I'm working a .NET web service that will be processing a text file with a relatively long, multilevel record format. Each record in the file represents a different entity; the record contains multiple sub-types. (The same record format is currently being processed by a COBOL job, if that gives you a better picture of what we're looking at). I've created a class structure (a DATA DIVISION if you will) to hold the input data.
我正在使用.NET Web服务,该服务将处理具有相对较长的多级记录格式的文本文件。文件中的每条记录代表不同的实体;记录包含多个子类型。 (COBOL作业当前正在处理相同的记录格式,如果这样可以更好地了解我们正在查看的内容)。我已经创建了一个类结构(如果你愿意,可以使用DATA DIVISION)来保存输入数据。
My question is, what best practices have you found for processing large, complex fixed-width files in .NET? My general approach will be to read the entire line into a string and then parse the data from the string into the classes I've created. But I'm not sure whether I'll get better results working with the characters in the string as an array, or with the string itself. I guess that's the specific question, string vs. char[], but I would appreciate any other pointers anyone has.
我的问题是,您在.NET中处理大型复杂的固定宽度文件时发现了哪些最佳实践?我的一般方法是将整行读入一个字符串,然后将字符串中的数据解析为我创建的类。但我不确定我是否会在字符串中的字符作为数组或字符串本身获得更好的结果。我猜这是具体的问题,字符串与char [],但我会感激任何其他任何指针。
Thanks.
1 个解决方案
#1
I would build classes that matched the data in the rows, using attributes for types, length etc. Then use the Microsoft.VisualBasic.FileIO.TextFieldParser
object for reading the file, with some generic code for programming the parser based on the class, then reading the data and creating an instance of the class (all using reflection).
我将构建与行中数据匹配的类,使用类型,长度等属性。然后使用Microsoft.VisualBasic.FileIO.TextFieldParser对象读取文件,使用一些通用代码根据类编程解析器,然后读取数据并创建类的实例(全部使用反射)。
I use this for reading CSVs and its fast, flexible, extenisble, generic and easy to maintain. I also have attributes that allow me to add generic validation to each field as its being read.

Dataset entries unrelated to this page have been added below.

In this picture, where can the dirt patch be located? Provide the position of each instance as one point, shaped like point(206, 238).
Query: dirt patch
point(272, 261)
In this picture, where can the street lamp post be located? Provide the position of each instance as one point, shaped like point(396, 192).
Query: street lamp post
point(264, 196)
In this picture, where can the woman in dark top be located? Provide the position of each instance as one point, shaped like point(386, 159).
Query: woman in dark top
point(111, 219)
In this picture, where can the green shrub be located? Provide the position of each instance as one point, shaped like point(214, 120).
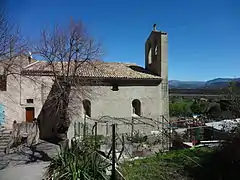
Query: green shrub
point(81, 161)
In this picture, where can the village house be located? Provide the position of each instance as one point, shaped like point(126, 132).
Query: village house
point(127, 89)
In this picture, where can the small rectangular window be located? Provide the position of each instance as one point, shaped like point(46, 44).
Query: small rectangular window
point(3, 83)
point(29, 100)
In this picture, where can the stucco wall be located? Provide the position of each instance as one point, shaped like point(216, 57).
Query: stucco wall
point(19, 89)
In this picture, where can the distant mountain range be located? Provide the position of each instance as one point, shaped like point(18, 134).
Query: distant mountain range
point(211, 84)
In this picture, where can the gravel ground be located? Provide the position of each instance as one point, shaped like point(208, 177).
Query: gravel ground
point(33, 171)
point(22, 164)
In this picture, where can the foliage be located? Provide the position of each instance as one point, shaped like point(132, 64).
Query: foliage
point(164, 166)
point(180, 108)
point(198, 107)
point(67, 50)
point(233, 104)
point(81, 161)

我使用它来读取CSV及其快速,灵活,可扩展,通用且易于维护。我还有一些属性,允许我在读取时为每个字段添加通用验证。
I'd share my code, but its the IP of the firm I work for.
我会分享我的代码,但它是我工作的公司的IP。
#1
I would build classes that matched the data in the rows, using attributes for types, length etc. Then use the Microsoft.VisualBasic.FileIO.TextFieldParser
object for reading the file, with some generic code for programming the parser based on the class, then reading the data and creating an instance of the class (all using reflection).

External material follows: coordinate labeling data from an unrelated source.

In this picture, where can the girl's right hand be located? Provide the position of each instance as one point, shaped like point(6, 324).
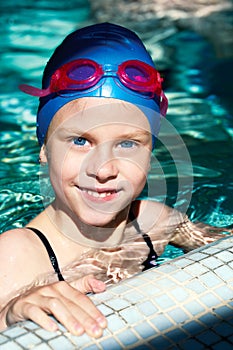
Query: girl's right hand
point(67, 303)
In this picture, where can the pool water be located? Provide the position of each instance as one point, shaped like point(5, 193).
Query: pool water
point(200, 181)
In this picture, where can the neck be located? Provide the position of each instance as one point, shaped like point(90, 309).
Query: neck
point(109, 235)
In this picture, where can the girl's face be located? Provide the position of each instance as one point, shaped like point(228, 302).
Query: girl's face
point(98, 151)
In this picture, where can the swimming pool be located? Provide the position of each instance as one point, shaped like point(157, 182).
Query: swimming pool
point(30, 31)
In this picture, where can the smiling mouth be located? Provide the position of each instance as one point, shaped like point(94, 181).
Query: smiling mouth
point(99, 194)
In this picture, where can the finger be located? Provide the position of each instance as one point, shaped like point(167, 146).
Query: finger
point(88, 284)
point(73, 317)
point(61, 309)
point(84, 303)
point(35, 314)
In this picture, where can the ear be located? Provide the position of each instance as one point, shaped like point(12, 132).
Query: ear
point(43, 155)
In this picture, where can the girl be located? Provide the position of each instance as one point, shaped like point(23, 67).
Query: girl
point(98, 119)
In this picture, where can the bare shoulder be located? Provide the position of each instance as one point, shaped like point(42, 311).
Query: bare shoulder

我将构建与行中数据匹配的类,使用类型,长度等属性。然后使用Microsoft.VisualBasic.FileIO.TextFieldParser对象读取文件,使用一些通用代码根据类编程解析器,然后读取数据并创建类的实例(全部使用反射)。
I use this for reading CSVs and its fast, flexible, extenisble, generic and easy to maintain. I also have attributes that allow me to add generic validation to each field as its being read.
我使用它来读取CSV及其快速,灵活,可扩展,通用且易于维护。我还有一些属性,允许我在读取时为每个字段添加通用验证。
I'd share my code, but its the IP of the firm I work for.
我会分享我的代码,但它是我工作的公司的IP。